TEMPO.CO, Jakarta - Dua mantan pimpinan Komisi Pemberantasan Korupsi, Busyro Muqoddas dan Bambang Widjojanto mengkritisi sikap anggota Dewan Perwakilan Rakyat (DPR) yang mengusung hak angket KPK. Ditempat berbeda, keduanya menolak adanya hak angket KPK tersebut yang digulirkan DPR, menurut mereka hal tersebut menjadi indikasi adanya kepentingan untuk mengkerdilkan pemberantasan korupsi.
“DPR perlu segera insyaf i dan koreksi diri, jangan ditunggangi orang-orang yang panik dengan aksi hak angket yang membuktikan fraksi-fraksi pendukungnya gagal paham tentang substansi hak angket,” kata Busyro Muqoddas kepada Tempo, Selasa, 2 Mei 2017.
Baca juga:
Polemik Hak Angket, Bambang Widjojanto: KPK Diincar Sakaratul Maut
Hak Angket KPK, Bambang Widjojanto: KPK Dianggap Musuh Bersama
Busyro menyebutkan beberapa bukti tentang bukti konsistensi KPK. “Bukti bahwa pimpinan KPK masih bisa diandalkan integritasnya adalah dengan membongkar gurita mafia skandal e-KTP selain mafia daging sapi yang menyeret eks hakim MK (Patrialis Akbar) serta pengusaha impor daging Basuki (Hariman) dan lainnya, termasuk skandal korupsi BLBI secara tuntas, jujur, dan terbuka,” kata dia.

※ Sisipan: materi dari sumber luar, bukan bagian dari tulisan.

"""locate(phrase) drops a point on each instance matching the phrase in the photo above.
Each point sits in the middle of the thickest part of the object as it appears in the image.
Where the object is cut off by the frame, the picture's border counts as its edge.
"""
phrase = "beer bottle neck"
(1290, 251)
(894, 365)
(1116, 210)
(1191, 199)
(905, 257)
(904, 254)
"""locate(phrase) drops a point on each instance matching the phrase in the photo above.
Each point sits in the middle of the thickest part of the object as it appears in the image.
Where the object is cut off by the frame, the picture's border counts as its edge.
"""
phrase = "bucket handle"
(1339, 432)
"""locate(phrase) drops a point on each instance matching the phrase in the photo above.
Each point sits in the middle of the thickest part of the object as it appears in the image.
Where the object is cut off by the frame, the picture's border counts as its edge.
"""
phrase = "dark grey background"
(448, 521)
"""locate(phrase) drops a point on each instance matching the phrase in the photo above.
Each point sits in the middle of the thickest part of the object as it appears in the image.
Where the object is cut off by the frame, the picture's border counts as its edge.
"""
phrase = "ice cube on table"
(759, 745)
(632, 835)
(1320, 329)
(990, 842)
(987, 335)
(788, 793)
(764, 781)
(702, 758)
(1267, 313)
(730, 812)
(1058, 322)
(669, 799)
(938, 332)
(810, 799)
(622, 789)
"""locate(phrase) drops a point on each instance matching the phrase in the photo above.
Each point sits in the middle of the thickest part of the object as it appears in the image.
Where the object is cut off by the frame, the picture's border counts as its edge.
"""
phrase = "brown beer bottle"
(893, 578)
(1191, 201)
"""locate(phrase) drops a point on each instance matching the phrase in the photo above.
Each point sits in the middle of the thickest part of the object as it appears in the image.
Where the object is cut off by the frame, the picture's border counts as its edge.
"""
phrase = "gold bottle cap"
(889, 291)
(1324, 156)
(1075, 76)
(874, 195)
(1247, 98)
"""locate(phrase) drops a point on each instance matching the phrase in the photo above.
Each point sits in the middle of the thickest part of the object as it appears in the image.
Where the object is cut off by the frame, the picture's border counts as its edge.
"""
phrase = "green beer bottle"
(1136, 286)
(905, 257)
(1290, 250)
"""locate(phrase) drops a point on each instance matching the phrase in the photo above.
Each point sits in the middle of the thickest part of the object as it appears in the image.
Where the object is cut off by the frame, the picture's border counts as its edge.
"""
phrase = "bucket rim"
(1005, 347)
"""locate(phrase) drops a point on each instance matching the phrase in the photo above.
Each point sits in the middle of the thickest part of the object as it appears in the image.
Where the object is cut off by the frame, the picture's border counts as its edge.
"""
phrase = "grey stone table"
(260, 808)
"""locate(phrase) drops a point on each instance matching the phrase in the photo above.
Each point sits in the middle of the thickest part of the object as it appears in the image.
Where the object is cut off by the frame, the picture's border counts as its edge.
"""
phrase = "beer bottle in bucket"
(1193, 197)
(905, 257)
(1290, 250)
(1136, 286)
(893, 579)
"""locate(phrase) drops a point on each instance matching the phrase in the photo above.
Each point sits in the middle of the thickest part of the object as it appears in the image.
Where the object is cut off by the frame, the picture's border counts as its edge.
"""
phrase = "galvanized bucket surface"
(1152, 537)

Bambang Widjojanto mengatakan pula, makin jelas berbagai usaha untuk menempatkan KPK sebagai musuh bersama para pelaku kejahatan. “Ada indikasi yang tak terbantahkan, para aktor pelaku kejahatan, nampaknya telah menempatkan KPK sebagai musuh bersamanya yang akan mengenyahkan KPK dari peta bumi penegakan hukum,” katanya kepada Tempo, Ahad, 30 April 2017.
Baca pula:
Pengamat: Partai Penolak Hak Angket KPK Jangan-jangan Pencitraan
Partai Politik Penolak Hak Angket KPK Bantah Tudingan Pencitraan
Menurut Bambang, hak angket KPK adalah fakta unfairness, tidak berkeadilan dan diskriminasi. “Karena DPR, ternyata, menyimpan masalah akut pada dirinya sendiri,” kata Bambang Widjojanto sembari menyebutkan beberapa kasus yang dalam pandangannya lebih layak dijadikan hak angket dibandingkan hak angket KPK yang ketuk palu Wakil Ketua DPR, Fahri Hamzah seolah tergesa-gesa.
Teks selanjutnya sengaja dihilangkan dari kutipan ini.